Arctic Movie Review: Survival story as sadism

In its starting moments, and for most of the first half, Arctic comes across exactly as it’s obviously meant to, which is a lean, suspenseful tale of survival. It’s mostly a showcase for the quiet power of Mads Mikkelsen, who has already crashed his plane in the middle of an unforgiving frozen landscape in the film’s opening shots.

A showcase like this is ideal for Mikkelsen, who quickly proves him character to be a competent, professional survivalist. There is little dialogue, no flashbacks to exactly what led him here, only what his life has become, which mostly consists of foraging successfully for food, keeping his makeshift home safe, and taking all the necessary measures to indicate he is alive and in need of rescue. And if it was in any way unclear what he’s up against, an aerial view quickly proves his smallness amidst the white vastness of his surroundings. That is when the truth really hits. No matter how competent or strong he is, none of it will matter unless he’s rescued.

One would-be rescue goes awry when the plane crashes, leaving only an unnamed woman as a survivor, and injured so badly she’s barely capable of speech. As her condition worsens and her situation becomes more urgent, Mikkelsen decides he must travel in search of help rather than waiting for help to come to him. So he journeys towards what he hopes will be a safe harbor, pulling the woman with him on a sled.

What first begins as an interesting journey soon becomes something even worse than dull. Boredom may be one of the worst cinematic sins, but at least that condition would’ve been some measure of contemplation, if not about the film, then about…something, The landscape. The cold. How far Mikkelsen has fallen from Hannibal. How many likes a well-deserved negative review might get. Instead, Arctic becomes an exercise in moralistic, idiotic sadism, with the woman he’s paired up with coming off a plot device, an excuse to throw more obstacles in the way of a man who’s too skilled to encounter many of them on his own. So inessential is her presence that not only is she not even named in the IMDB credits; she’s simply dubbed “Young Woman.”

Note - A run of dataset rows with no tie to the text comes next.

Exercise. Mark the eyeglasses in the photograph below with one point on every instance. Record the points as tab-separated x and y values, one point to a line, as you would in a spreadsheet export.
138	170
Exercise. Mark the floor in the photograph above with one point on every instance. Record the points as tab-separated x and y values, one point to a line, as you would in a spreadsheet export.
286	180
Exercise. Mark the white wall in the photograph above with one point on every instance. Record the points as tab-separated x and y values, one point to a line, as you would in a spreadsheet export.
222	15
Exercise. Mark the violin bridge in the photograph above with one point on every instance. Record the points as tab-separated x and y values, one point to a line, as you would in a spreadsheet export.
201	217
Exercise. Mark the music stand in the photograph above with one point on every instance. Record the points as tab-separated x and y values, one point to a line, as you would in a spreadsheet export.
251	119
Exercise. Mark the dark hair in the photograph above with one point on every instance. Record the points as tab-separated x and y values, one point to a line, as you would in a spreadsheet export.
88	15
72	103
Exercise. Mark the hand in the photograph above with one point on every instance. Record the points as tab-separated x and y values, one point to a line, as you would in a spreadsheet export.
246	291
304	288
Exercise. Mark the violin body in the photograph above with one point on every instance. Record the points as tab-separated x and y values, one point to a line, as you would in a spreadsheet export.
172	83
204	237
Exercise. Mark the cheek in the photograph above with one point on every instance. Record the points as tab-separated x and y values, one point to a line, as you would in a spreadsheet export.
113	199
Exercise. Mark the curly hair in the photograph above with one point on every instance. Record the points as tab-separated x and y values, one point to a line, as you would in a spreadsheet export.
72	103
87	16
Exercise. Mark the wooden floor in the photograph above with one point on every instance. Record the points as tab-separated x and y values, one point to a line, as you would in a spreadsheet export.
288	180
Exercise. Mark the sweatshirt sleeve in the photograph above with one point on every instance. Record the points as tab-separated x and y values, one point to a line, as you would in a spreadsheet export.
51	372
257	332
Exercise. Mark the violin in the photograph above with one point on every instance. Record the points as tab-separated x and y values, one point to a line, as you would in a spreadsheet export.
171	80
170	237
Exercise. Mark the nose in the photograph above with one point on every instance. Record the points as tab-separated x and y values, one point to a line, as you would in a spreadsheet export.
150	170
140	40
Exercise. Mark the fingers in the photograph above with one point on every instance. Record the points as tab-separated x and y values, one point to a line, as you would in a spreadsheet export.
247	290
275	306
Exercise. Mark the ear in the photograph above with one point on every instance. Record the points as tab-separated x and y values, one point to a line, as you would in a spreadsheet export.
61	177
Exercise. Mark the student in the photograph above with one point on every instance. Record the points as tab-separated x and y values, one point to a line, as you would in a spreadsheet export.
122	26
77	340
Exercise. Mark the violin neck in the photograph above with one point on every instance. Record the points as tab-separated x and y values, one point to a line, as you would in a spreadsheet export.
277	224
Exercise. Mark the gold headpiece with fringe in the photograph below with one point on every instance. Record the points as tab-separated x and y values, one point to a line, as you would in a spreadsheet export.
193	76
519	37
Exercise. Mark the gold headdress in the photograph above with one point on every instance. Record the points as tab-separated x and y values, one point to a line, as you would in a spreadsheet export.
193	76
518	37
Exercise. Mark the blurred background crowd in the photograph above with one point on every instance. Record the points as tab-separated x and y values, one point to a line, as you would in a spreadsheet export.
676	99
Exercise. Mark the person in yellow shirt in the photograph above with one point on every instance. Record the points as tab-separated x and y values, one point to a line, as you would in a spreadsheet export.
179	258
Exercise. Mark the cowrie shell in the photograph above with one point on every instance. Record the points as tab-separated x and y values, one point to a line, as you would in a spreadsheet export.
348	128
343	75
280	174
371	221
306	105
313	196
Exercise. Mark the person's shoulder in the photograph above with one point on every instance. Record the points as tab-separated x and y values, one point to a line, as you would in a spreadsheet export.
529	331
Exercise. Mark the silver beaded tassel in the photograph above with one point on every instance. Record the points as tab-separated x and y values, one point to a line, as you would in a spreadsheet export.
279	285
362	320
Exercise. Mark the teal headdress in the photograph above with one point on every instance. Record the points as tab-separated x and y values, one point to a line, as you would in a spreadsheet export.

When the obstacles get to be too much and Mikkelsen seriously contemplates leaving her, the movie swiftly punishes him in what it obviously deems the most appropriate way possible. Since he tries to abandon a debilitated person, Arctic debilitates him, even giving him a wound that resembles hers, after which is the only time she’s finally allowed to speak a word.

Such events can only signal the end is nigh one way or the other. Mikkelsen is well aware, discarding all of those possessions he considered essential, until they both finally arrive at what could be a chance. Arctic really tries its best to make its ending somewhat suspenseful, but it merely ends up being one last, completely unnecessary twist of the knife it can’t seem to remove from either character. By this time, the only relief possible is the fact that this movie finally, FINALLY, fades to black.